Дмитрий Крымов сохранил ключевые сцены исторической драмы, но сделал сюжет вторичным по сравнению с его реализацией. В центре внимания оказывается мгновенная готовность додумать и дописать увиденное. Режиссер сообщает первую букву, допустим – «а», задает узнаваемый контекст, и зрительскому воображение этого достаточно чтобы присоединить к «а» — «б», потому что так устроено восприятие.
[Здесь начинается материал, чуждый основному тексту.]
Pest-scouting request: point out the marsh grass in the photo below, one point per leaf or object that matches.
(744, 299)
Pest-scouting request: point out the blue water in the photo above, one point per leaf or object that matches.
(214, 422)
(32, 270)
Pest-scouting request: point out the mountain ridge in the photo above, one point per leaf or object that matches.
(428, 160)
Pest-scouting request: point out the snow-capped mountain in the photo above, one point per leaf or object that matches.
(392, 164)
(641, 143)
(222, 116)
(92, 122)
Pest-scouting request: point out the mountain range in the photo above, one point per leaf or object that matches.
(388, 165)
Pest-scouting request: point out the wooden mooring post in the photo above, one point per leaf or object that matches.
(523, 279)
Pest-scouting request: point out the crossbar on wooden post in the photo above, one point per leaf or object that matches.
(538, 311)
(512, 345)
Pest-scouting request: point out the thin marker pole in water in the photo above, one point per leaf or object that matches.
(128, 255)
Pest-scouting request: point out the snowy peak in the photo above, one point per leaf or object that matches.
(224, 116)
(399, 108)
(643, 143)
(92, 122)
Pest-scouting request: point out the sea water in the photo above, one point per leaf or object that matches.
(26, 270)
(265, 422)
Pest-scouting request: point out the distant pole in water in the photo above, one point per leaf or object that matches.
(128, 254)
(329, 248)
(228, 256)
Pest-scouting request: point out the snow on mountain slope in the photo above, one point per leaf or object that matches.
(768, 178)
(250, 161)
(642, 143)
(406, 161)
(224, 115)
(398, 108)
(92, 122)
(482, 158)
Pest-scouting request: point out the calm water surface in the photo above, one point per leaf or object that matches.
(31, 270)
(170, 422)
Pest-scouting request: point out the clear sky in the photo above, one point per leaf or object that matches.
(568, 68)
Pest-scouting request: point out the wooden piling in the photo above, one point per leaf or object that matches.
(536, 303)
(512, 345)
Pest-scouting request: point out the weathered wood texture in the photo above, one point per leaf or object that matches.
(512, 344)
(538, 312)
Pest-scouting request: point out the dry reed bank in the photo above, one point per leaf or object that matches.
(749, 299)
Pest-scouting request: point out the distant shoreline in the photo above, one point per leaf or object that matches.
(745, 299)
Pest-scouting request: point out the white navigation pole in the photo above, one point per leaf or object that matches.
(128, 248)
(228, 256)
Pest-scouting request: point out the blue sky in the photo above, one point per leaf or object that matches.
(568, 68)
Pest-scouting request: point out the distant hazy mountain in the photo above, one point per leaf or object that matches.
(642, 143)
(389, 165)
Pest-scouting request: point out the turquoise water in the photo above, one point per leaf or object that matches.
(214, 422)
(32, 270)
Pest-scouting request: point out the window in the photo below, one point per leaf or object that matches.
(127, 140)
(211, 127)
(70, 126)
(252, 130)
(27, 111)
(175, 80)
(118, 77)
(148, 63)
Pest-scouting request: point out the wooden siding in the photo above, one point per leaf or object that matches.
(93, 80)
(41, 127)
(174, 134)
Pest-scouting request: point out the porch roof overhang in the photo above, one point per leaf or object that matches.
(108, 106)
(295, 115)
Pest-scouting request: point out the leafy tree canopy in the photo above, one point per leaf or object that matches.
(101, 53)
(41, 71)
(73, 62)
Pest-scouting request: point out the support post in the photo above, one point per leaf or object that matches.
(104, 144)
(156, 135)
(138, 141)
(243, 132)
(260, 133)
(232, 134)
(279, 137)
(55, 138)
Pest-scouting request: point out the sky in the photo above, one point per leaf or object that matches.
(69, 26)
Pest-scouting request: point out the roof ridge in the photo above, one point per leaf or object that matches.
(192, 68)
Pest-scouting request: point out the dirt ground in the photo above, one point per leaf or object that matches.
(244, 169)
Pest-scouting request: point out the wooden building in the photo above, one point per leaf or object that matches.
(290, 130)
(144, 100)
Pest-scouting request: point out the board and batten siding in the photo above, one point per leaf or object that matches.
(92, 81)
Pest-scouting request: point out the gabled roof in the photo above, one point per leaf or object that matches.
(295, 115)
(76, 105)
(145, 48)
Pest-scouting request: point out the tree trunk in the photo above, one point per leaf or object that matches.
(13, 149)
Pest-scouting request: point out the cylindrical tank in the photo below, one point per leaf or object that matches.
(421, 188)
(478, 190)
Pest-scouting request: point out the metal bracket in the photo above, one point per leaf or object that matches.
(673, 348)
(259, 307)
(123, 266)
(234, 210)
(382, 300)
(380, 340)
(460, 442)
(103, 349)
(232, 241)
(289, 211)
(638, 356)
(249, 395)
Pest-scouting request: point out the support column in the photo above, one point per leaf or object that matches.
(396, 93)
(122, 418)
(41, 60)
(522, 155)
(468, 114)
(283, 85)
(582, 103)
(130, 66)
На сцену выходят бабушки и дети со сменкой, женщина конферансье в кокошнике объявляет первый номер, мальчик садится за красный рояль и начинает играть Баха. Соединяем предложенные точки и получаем утренник или показ самодеятельности в доме культуры. Так, в условно нашем времени, выглядит помазание на царский престол. Обязателен и фуршет, сопровождаемый выступлением хора пенсионеров.
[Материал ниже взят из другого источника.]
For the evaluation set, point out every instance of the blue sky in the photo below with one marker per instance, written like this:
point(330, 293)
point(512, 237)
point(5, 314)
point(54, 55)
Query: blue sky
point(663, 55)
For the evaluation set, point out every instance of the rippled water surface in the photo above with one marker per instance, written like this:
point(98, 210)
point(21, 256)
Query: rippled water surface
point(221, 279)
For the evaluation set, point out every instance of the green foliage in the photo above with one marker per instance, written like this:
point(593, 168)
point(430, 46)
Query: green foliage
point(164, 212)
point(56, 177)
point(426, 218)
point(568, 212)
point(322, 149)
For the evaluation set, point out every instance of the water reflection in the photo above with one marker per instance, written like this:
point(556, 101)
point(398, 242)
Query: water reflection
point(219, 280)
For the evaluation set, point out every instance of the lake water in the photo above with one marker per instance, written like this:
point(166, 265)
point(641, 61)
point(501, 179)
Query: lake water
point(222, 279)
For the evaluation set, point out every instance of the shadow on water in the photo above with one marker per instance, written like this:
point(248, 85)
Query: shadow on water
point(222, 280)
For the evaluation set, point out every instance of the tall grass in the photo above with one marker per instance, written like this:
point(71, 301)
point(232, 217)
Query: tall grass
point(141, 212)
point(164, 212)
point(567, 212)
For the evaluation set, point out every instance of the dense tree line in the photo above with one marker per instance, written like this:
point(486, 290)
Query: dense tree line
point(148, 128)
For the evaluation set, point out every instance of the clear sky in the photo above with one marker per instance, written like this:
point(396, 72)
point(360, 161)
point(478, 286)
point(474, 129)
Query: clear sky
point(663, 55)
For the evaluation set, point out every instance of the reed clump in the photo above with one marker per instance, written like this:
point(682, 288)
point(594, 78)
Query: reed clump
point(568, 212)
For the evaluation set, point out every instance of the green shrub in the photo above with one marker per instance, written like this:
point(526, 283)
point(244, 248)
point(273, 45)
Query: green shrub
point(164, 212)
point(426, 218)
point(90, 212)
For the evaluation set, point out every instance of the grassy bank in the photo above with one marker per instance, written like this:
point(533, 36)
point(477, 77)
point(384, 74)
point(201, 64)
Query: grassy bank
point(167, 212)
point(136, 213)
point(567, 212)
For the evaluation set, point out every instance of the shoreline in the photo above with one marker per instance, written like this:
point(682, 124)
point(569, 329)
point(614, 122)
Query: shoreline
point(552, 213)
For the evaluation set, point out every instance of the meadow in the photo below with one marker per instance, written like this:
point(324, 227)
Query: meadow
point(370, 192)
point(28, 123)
Зрителям ничего не сообщается прямо в лоб, хотя в прямолинейности спектаклю не откажешь. К вступлению в должность приближенные дарят Борису (Тимофей Трибунцев) парадный портрет в мундире при наградах, как у героев войны 1812 года. Возникшую ассоциацию хочется продолжить сентенцией о имперских амбициях нашей власти. Следующим номером чиновники читают новому руководству стихи с признанием в любви. Быть с властью почти на равных позволяет себе только Шуйский (Михаил Филиппов), делая это интимно, глаза в глаза, подбирая подходящие к случаю строки из письма Татьяны к Онегину. Остальные солидные мужчины, со сосредоточенными взглядами мальчиков, декламирующих стишок на утреннике в детском саду, представляют одновременно смешную и страшную картину — раболепия. Чтение стихов плавно перетекает в поклонение гробам, которые для удобства привезли вместе с мощами. Борис им поет, разбивает лоб в кровь, и происходящее все больше напоминает обряд тайного ордена показанного в телепередаче о захвате мира рептилоидами. Отчасти потому, что власть в «Борисе» видится ровно такой, какой в тайне мы сами себе ее представляем. Народом правит масонская ложа со своими ритуалами и убитыми младенцами, разговаривающая на языке иносказаний, состоящим из пословиц и поговорок. Так звучит язык скреп, в котором не может быть ни одного живого слова, но за клишированными оборотами стоят голодающие дети Поволжья и Великая Отечественная война.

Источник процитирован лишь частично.